Harvest Caye, situated in Southern Belize, is already an attractive stopover for a growing sector of the Caribbean cruise market. Since 2016, it has played a pivotal role in the country’s economic growth and tourism dynamics. Harvest Caye is an intimate, luxury destination that provides a gateway to the mainland. In an effort to enhance its appeal among cruise passengers and increase the marketability of Belize as a whole, NCL has agreed to invest $300 million over 10 years. This investment will be used to build new facilities and infrastructure on the island, including a 500-room hotel with luxury amenities such as water sports and entertainment facilities.
However, the impact of the COVID-19 pandemic significantly influenced the cruise industry, pressing a pause button on what had been a dynamic growth period for the Belizean cruise industry and Harvest Caye. The cruise industry is a major contributor to Belize’s economy, and in 2018 it brought in $159 million in revenue. This revenue stream has helped the government of Belize finance public projects such as schools, hospitals, and roads. As such, Cruise Lines International Association (CLIA) was keenly interested in mitigating the impact of the COVID-19 pandemic on its members’ businesses while at the same time ensuring that Belize remained an attractive destination for cruise passengers.
Despite the global pandemic’s challenges – which saw a dramatic decrease in cruise ship arrivals – figures released earlier this year indicated that Harvest Caye welcomed 28 percent of all cruise ship visitors to Belize as of January. These figures suggest a resilient industry ready to bounce back and an opportunity that could not be missed — a chance to refine the existing partnership, envisioning a more equitable and prosperous future for Belizean tourism.
With this objective in mind, our decision-makers revisited the original agreement forged between the Government of Belize and Belize Island Holding Limited for the operations at the Harvest Caye Port. In April this year, premised on recommendations from the Ministry of Tourism and Diaspora Relations as well as the Belize Tourism Board, the Cabinet decided in favour of an amendment to the existing agreement.

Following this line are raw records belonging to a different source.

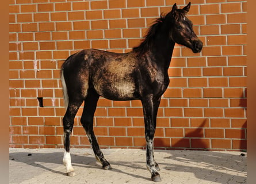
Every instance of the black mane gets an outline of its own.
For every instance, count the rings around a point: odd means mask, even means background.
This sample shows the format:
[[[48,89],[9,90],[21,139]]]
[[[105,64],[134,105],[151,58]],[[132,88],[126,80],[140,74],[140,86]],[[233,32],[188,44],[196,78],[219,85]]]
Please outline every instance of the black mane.
[[[151,49],[154,46],[154,40],[156,37],[158,32],[161,29],[165,22],[168,22],[168,26],[170,29],[170,26],[172,24],[171,20],[174,18],[178,20],[183,18],[186,17],[186,12],[182,9],[177,10],[178,13],[175,17],[171,14],[171,12],[169,12],[166,15],[161,14],[160,18],[157,18],[148,28],[147,34],[144,37],[142,42],[139,46],[135,47],[132,48],[134,51],[136,51],[140,54],[144,53],[147,51]],[[166,30],[169,31],[169,30]]]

Fast forward to October 20. In Miami, Florida, representatives from the Government of Belize and members of the influential Florida-Caribbean Cruise Association (FCCA) convened for a significant meeting. The focal point of this meeting was the signing of the amendment to the Harvest Caye agreement – a decision aimed to redefine future growth and development at this increasingly significant port. The meeting was attended by a number of high-ranking officials from both sides, including Minister of Tourism and Diaspora Relations Honorable Edmund Castro, Minister of Public Utilities Honorable Omar Figueroa, Minister of Natural Resources Honorable John Saldivar and CEO of the Belize Tourism Board Honorable Richard Harrison. On the US side, the FCCA delegation included Chairman Richard Fain and Vice Chairmen Michael Bayley and John Zapp.

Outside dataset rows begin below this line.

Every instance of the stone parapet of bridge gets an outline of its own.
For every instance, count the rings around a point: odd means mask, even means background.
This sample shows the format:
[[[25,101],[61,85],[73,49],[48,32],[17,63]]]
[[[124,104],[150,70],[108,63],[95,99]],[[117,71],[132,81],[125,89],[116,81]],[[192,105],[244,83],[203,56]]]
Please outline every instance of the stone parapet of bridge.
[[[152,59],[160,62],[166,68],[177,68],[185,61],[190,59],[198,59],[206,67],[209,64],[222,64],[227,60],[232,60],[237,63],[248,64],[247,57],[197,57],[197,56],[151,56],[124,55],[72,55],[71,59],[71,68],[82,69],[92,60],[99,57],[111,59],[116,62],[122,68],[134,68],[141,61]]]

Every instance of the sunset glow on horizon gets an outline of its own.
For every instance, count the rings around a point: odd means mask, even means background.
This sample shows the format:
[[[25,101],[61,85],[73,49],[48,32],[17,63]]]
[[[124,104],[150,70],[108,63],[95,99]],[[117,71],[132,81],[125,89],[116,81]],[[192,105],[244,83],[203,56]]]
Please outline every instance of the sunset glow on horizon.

This bold agreement was not just an administrative adjustment. Instead, it signaled a strategic realignment to ensure equitable benefits for the stakeholders involved, particularly for Belize. Moreover, this visionary move ensures a framework for future growth at Harvest Caye while also promoting a seamless complementarity with other ports.

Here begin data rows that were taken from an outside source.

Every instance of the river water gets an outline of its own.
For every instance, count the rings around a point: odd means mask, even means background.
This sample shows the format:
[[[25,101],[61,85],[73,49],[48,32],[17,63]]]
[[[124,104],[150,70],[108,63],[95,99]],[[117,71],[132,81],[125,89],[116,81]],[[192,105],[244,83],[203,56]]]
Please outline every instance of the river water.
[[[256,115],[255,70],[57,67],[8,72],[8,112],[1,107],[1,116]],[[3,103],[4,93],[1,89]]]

This new arrangement does not operate in isolation. Instead, it slots perfectly into Belize’s longer-term strategy to grow and sustain a thriving tourism industry. It complements other integral parts of the Belizean tourism jigsaw puzzle, such as the expansion of ecotourism and the increasing promotion of Belize as a unique, still relatively undiscovered, heritage destination.
Redefining growth and facilitating future expansion is not a refrain to pacify stakeholders or an empty promise to the cruise industry. It’s a pragmatic and calculated approach to maximising the potential of Belize’s tourism industry, with the Harvest Caye port as just one piece of the puzzle.